Éducation à l’alimentation : mais de quoi se mêlent nos députés ?
Comme l’a montré Philippe Nemo dans son dernier ouvrage sur l’Éducation nationale, l’école française n’est plus centrée sur la transmission des savoirs fondamentaux. La baisse du niveau scolaire est largement partagée par les professeurs et documentée dans les classements internationaux.
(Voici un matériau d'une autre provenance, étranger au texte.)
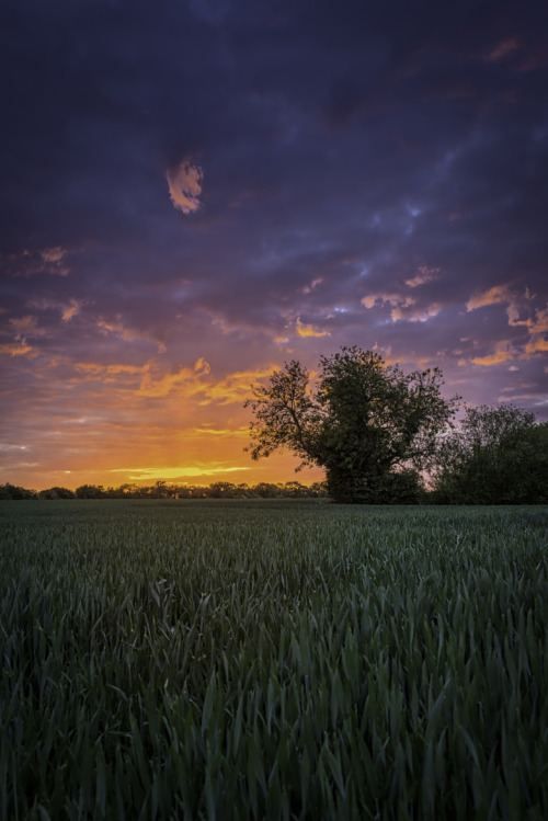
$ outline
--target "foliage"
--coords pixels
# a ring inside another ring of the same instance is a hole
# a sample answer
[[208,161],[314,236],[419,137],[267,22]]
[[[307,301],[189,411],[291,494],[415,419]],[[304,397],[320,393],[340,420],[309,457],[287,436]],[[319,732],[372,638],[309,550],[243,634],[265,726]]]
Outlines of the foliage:
[[433,476],[446,503],[548,502],[548,425],[512,404],[467,408],[441,441]]
[[0,486],[0,501],[12,499],[318,499],[326,497],[323,482],[301,484],[297,481],[259,482],[259,484],[233,484],[214,482],[204,484],[168,484],[159,480],[155,484],[121,484],[104,488],[102,484],[81,484],[76,492],[68,488],[48,488],[38,493],[13,484]]
[[39,499],[76,499],[76,493],[72,490],[69,490],[68,488],[47,488],[46,490],[41,490],[38,493]]
[[[304,465],[326,468],[335,502],[393,501],[402,468],[420,468],[455,412],[437,368],[403,374],[373,351],[343,347],[321,356],[317,385],[296,361],[254,387],[246,402],[254,459],[289,448]],[[408,483],[409,483],[408,475]]]
[[0,518],[2,818],[547,818],[545,509]]

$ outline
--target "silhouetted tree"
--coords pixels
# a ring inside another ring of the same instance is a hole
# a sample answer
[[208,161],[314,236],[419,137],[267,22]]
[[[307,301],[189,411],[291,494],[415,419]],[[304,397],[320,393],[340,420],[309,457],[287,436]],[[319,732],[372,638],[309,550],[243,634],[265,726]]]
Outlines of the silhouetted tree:
[[335,502],[391,501],[397,472],[420,468],[455,413],[457,397],[442,397],[437,368],[403,374],[373,351],[343,347],[321,356],[310,384],[299,362],[275,370],[246,402],[254,459],[288,448],[304,465],[326,468]]
[[513,404],[467,408],[442,437],[432,475],[437,501],[448,504],[548,501],[548,426]]

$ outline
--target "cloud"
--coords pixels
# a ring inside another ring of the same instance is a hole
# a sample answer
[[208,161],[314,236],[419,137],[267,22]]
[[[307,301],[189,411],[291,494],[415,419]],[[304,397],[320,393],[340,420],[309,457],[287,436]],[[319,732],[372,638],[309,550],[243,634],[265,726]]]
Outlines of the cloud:
[[199,209],[203,179],[202,168],[190,160],[183,160],[175,171],[167,172],[171,202],[178,210],[194,214]]
[[406,280],[406,285],[410,288],[418,288],[419,285],[425,285],[429,282],[438,280],[442,273],[439,267],[429,267],[427,265],[420,265],[418,273],[410,280]]
[[36,353],[32,345],[27,345],[24,340],[15,343],[0,345],[0,355],[4,356],[25,356],[30,353]]
[[[418,285],[422,284],[418,283]],[[412,286],[414,287],[414,286]],[[432,317],[436,317],[443,309],[438,303],[431,303],[425,307],[416,305],[416,299],[406,294],[379,293],[369,294],[362,298],[362,305],[370,310],[377,305],[384,307],[391,306],[390,318],[392,322],[427,322]]]
[[196,478],[201,476],[216,476],[218,474],[233,474],[238,470],[250,470],[249,466],[219,466],[219,463],[212,465],[203,464],[199,467],[175,467],[175,468],[116,468],[111,474],[129,474],[129,479],[138,481],[142,479],[182,479]]
[[522,42],[520,37],[506,37],[506,39],[501,41],[499,45],[489,53],[487,59],[489,62],[500,62],[516,52],[521,45]]
[[296,328],[298,337],[331,337],[330,331],[317,331],[311,324],[302,324],[300,317],[297,317]]
[[427,308],[414,308],[414,309],[402,309],[402,308],[392,308],[390,311],[390,317],[392,318],[392,322],[398,322],[400,320],[404,320],[407,322],[427,322],[429,319],[432,319],[432,317],[437,317],[439,311],[443,309],[442,305],[438,305],[437,303],[432,303],[432,305],[429,305]]
[[205,390],[206,385],[202,381],[202,378],[207,376],[208,373],[209,365],[203,358],[197,360],[192,368],[182,367],[159,377],[147,365],[137,395],[164,397],[176,389],[182,391],[185,397],[195,396]]
[[82,308],[83,301],[79,299],[70,299],[69,304],[65,306],[61,315],[61,319],[64,322],[70,322],[72,317],[76,317],[77,313],[80,313],[80,310]]
[[391,305],[395,308],[396,307],[403,307],[409,308],[412,305],[414,305],[414,299],[411,296],[403,296],[401,294],[369,294],[368,296],[364,296],[362,299],[362,305],[365,306],[365,308],[375,308],[376,305],[384,306],[384,305]]
[[494,285],[492,288],[489,288],[489,290],[484,290],[470,297],[466,304],[466,310],[477,310],[477,308],[483,308],[487,305],[498,305],[511,300],[512,295],[507,285]]
[[502,365],[510,360],[513,360],[517,354],[512,343],[507,340],[498,342],[494,346],[494,353],[488,356],[475,356],[472,362],[475,365],[482,365],[489,367],[491,365]]
[[124,324],[121,313],[117,313],[114,320],[100,318],[96,320],[96,326],[100,332],[105,335],[114,333],[126,342],[151,342],[152,344],[158,345],[158,353],[165,353],[165,344],[161,340],[156,339],[148,331],[127,328],[127,326]]
[[15,333],[15,340],[25,340],[27,337],[45,337],[45,328],[38,328],[36,317],[26,316],[19,319],[10,319],[10,326]]

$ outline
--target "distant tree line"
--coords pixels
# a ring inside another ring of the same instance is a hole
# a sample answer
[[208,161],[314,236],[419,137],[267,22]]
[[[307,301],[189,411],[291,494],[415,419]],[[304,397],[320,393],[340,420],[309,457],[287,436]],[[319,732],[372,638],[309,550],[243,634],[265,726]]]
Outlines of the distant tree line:
[[[548,422],[502,404],[464,410],[442,374],[403,374],[373,351],[322,356],[319,377],[296,361],[252,388],[251,456],[289,449],[326,482],[208,487],[82,484],[38,492],[0,486],[0,499],[306,499],[358,504],[548,504]],[[425,479],[426,477],[426,479]]]
[[357,346],[321,356],[313,379],[293,360],[252,387],[248,449],[322,467],[334,502],[547,503],[548,423],[504,404],[467,408],[455,424],[460,397],[442,386],[438,368],[404,374]]
[[259,484],[233,484],[214,482],[202,484],[121,484],[105,488],[103,484],[81,484],[76,490],[53,487],[46,490],[27,490],[14,484],[0,484],[0,500],[10,499],[318,499],[327,498],[323,482],[301,484],[298,481],[260,482]]

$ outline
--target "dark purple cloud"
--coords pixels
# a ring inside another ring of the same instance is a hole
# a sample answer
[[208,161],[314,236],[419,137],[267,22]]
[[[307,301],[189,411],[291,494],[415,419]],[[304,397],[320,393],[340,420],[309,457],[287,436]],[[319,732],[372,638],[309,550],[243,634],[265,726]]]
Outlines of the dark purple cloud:
[[342,344],[546,418],[545,4],[34,0],[0,39],[8,437]]

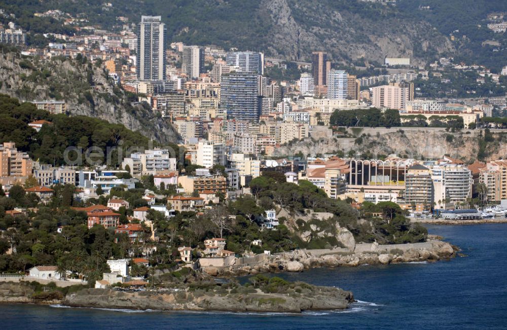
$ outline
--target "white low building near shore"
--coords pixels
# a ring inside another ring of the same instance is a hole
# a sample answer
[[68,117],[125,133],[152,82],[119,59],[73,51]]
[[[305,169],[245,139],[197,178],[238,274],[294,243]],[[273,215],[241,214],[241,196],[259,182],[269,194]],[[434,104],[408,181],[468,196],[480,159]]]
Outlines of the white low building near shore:
[[44,280],[59,280],[61,276],[57,269],[56,266],[36,266],[28,270],[29,276]]

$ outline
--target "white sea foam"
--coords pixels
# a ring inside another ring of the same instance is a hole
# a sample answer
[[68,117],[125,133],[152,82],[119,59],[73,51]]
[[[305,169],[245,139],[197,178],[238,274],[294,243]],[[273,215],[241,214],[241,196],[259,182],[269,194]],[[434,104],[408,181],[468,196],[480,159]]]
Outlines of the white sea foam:
[[381,304],[375,304],[375,303],[370,303],[367,301],[363,301],[362,300],[356,300],[354,304],[356,304],[357,305],[366,305],[367,306],[383,306],[385,305],[382,305]]
[[406,264],[428,264],[427,261],[410,261]]
[[162,311],[154,309],[128,309],[127,308],[102,308],[100,307],[73,307],[71,306],[66,306],[63,305],[50,305],[50,307],[53,308],[83,308],[86,309],[97,309],[101,311],[107,311],[108,312],[121,312],[122,313],[153,313],[155,312],[161,312]]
Nos députés persistent toutefois à utiliser l’école comme terrain pour leurs expérimentations sociales et lubies en tout genre. Dernier exemple en date : la proposition de loi qui instaure un enseignement à l’alimentation obligatoire, qui a été adoptée à l’unanimité par l’Assemblée nationale le 16 février. Elle prévoit d’inscrire « durablement le bien manger au cœur du projet républicain de formation du citoyen » et d’introduire, pendant trois ans, une éducation à l’alimentation « à titre expérimental » dans les académies et collectivités volontaires.
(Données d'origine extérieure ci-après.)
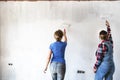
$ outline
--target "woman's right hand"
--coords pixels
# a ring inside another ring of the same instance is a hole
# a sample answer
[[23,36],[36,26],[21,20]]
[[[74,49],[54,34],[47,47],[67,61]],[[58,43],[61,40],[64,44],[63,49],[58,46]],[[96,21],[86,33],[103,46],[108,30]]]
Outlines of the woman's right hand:
[[44,73],[46,73],[46,71],[47,71],[47,67],[44,69],[44,71],[43,71],[43,72],[44,72]]

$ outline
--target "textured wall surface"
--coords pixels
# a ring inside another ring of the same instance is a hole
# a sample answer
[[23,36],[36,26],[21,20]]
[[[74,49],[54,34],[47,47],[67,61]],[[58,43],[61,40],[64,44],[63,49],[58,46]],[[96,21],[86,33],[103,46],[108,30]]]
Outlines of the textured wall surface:
[[65,80],[93,80],[98,33],[106,29],[106,19],[114,40],[114,80],[119,80],[119,1],[0,2],[0,80],[51,80],[43,68],[53,33],[63,28],[68,36]]

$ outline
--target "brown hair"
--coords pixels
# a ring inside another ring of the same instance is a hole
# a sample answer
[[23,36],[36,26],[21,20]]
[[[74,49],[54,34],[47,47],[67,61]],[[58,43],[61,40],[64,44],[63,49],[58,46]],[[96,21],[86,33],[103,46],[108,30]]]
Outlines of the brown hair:
[[105,30],[100,31],[99,35],[102,40],[107,40],[108,36],[107,36],[107,32]]
[[55,31],[54,37],[55,37],[56,41],[61,41],[61,39],[63,37],[62,30],[59,29],[59,30]]

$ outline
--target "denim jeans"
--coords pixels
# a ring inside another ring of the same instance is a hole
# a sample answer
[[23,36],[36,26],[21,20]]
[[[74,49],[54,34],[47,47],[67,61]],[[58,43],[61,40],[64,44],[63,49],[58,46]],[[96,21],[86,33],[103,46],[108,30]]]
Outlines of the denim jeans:
[[53,80],[64,80],[66,66],[63,63],[52,62],[50,64],[50,71]]
[[114,62],[111,63],[107,63],[107,62],[103,62],[96,74],[95,74],[95,80],[113,80],[113,74],[115,71],[115,66],[114,66]]

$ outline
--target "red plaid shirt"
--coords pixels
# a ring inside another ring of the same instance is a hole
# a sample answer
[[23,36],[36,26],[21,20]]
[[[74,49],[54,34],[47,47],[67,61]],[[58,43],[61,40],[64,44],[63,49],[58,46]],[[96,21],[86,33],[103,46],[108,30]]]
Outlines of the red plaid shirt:
[[[112,41],[112,36],[111,36],[111,29],[110,27],[107,27],[107,34],[108,34],[108,40],[110,41],[113,45],[113,41]],[[99,45],[98,45],[98,49],[96,51],[96,63],[94,65],[94,69],[98,69],[98,67],[100,66],[105,53],[108,51],[107,45],[104,44],[105,40],[103,40]]]

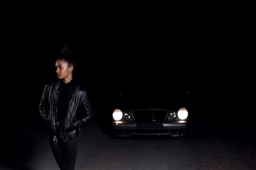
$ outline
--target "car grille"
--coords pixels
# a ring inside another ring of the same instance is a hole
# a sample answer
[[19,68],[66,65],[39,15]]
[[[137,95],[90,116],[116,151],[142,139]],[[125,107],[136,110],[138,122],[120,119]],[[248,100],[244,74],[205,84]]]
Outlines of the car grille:
[[133,110],[132,114],[137,122],[162,122],[165,120],[168,111],[161,110]]

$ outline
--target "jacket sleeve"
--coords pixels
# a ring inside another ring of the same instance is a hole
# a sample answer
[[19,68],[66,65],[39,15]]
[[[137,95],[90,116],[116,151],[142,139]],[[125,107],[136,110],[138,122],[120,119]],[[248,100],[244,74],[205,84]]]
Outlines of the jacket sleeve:
[[81,117],[78,118],[73,126],[76,128],[81,128],[94,117],[93,108],[91,104],[91,99],[88,92],[83,97],[82,107],[83,113],[81,113]]
[[46,85],[44,89],[38,106],[39,113],[41,119],[45,123],[47,123],[49,120],[49,103],[47,100],[49,95],[48,93],[48,86]]

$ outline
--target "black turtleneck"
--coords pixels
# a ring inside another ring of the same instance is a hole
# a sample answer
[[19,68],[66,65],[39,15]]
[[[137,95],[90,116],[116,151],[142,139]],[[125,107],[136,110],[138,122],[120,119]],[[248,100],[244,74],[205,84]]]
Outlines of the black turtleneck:
[[73,92],[73,79],[67,84],[64,83],[62,80],[60,82],[57,100],[57,121],[64,120]]

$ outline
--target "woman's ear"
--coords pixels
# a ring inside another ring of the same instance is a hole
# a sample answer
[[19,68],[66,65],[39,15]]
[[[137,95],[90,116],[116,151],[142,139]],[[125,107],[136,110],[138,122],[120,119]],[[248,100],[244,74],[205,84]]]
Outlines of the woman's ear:
[[70,72],[72,72],[73,71],[73,69],[74,68],[74,67],[73,66],[71,66],[68,68],[69,71]]

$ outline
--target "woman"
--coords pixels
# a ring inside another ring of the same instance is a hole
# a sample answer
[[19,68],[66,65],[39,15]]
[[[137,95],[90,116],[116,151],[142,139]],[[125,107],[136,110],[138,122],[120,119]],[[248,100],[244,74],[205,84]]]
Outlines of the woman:
[[86,89],[73,79],[73,49],[65,45],[55,63],[58,81],[46,84],[39,112],[46,124],[51,148],[61,170],[74,170],[80,144],[80,128],[93,110]]

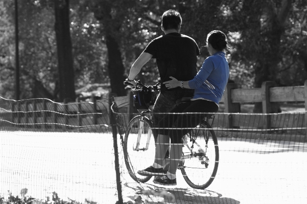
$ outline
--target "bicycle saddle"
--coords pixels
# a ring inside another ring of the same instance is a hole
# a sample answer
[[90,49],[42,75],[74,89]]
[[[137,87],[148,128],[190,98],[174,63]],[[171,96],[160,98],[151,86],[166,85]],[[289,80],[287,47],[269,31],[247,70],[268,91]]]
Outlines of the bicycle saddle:
[[176,104],[178,105],[181,103],[184,103],[190,101],[192,99],[191,97],[182,97],[180,99],[178,99],[176,100]]

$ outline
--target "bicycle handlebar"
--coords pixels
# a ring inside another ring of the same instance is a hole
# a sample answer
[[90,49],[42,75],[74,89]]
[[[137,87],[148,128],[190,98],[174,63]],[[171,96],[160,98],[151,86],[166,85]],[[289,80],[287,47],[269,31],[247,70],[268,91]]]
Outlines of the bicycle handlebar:
[[142,83],[140,80],[138,80],[136,82],[136,84],[134,85],[131,83],[129,83],[128,81],[124,81],[124,85],[126,85],[125,87],[125,89],[127,88],[143,88],[144,87],[147,87],[148,88],[151,88],[154,90],[159,91],[160,90],[160,81],[158,79],[158,82],[155,85],[145,85]]

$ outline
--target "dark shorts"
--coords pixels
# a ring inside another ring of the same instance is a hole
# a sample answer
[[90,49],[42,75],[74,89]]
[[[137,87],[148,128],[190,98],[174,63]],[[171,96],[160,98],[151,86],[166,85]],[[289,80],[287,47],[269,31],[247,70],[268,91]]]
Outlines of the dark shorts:
[[[170,112],[195,114],[163,114],[164,117],[158,125],[158,133],[169,135],[172,144],[182,143],[182,136],[191,131],[189,128],[196,127],[201,122],[205,116],[204,112],[217,112],[218,110],[219,106],[215,102],[205,100],[199,99],[182,103]],[[168,128],[178,129],[168,129]]]
[[[170,112],[176,107],[176,100],[182,97],[193,97],[194,89],[182,89],[160,93],[158,96],[153,110],[152,121],[153,127],[157,127],[163,116],[157,113]],[[158,136],[158,130],[153,129],[155,140]]]

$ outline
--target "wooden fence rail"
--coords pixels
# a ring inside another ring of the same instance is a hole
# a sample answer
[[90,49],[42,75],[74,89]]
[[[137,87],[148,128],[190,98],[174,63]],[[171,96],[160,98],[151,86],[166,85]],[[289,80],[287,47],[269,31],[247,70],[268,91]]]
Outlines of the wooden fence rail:
[[[126,96],[116,97],[113,94],[110,94],[109,96],[110,98],[114,97],[114,100],[120,108],[121,112],[130,114],[124,116],[125,120],[128,123],[132,117],[131,114],[136,112],[132,92]],[[109,111],[111,101],[103,101],[95,96],[90,97],[89,102],[82,102],[84,100],[84,98],[78,98],[77,103],[66,101],[63,103],[54,103],[48,100],[26,100],[19,105],[12,107],[12,110],[16,111],[13,115],[13,121],[17,124],[40,123],[42,124],[41,127],[44,128],[49,128],[46,124],[48,123],[54,124],[53,126],[55,128],[56,124],[60,122],[65,125],[76,126],[110,124],[108,117],[102,118],[99,116]],[[263,113],[272,114],[277,112],[276,103],[288,102],[304,102],[306,110],[304,116],[302,117],[301,114],[300,116],[293,115],[288,117],[251,114],[243,119],[240,115],[234,114],[240,112],[242,103],[262,103]],[[226,120],[225,116],[217,115],[217,124],[222,127],[240,128],[250,126],[250,122],[248,121],[259,121],[253,125],[263,129],[287,127],[293,125],[294,123],[297,127],[307,127],[307,80],[304,86],[287,87],[275,87],[274,82],[266,81],[263,82],[261,88],[238,88],[237,84],[229,83],[226,86],[221,103],[225,105],[224,112],[229,114]],[[21,110],[27,113],[22,114],[20,112]],[[30,112],[30,110],[32,112]],[[61,115],[57,113],[64,114]],[[70,114],[74,114],[75,116],[68,117]],[[307,131],[306,132],[307,134]]]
Les choses ont le mérite d’être claires : l’objectif n’est pas d’améliorer le niveau scolaire ni d’instruire les élèves, mais de former de bons petits citoyens qui savent manger correctement. La députée Ensemble pour la République (EPR) Olivia Grégoire, qui a défendu le texte, s’est félicitée de son adoption : chaque enfant pourra ainsi apprendre « à bien manger », comprendre « ce qu’il mange et d’où cela vient ». Ne devraient-ils pas plutôt apprendre à lire, à écrire et à compter correctement ? Faut-il mobiliser du temps supplémentaire dans leur agenda pour leur parler de quelque chose qui relève avant tout de la responsabilité des parents ?
À quoi sert cette loi ? On se le demande : les professeurs peuvent déjà conduire des projets d’éducation à l’alimentation s’ils le souhaitent. Elle n’a, en tout cas, certainement pas vocation à résoudre les vrais problèmes de l’école.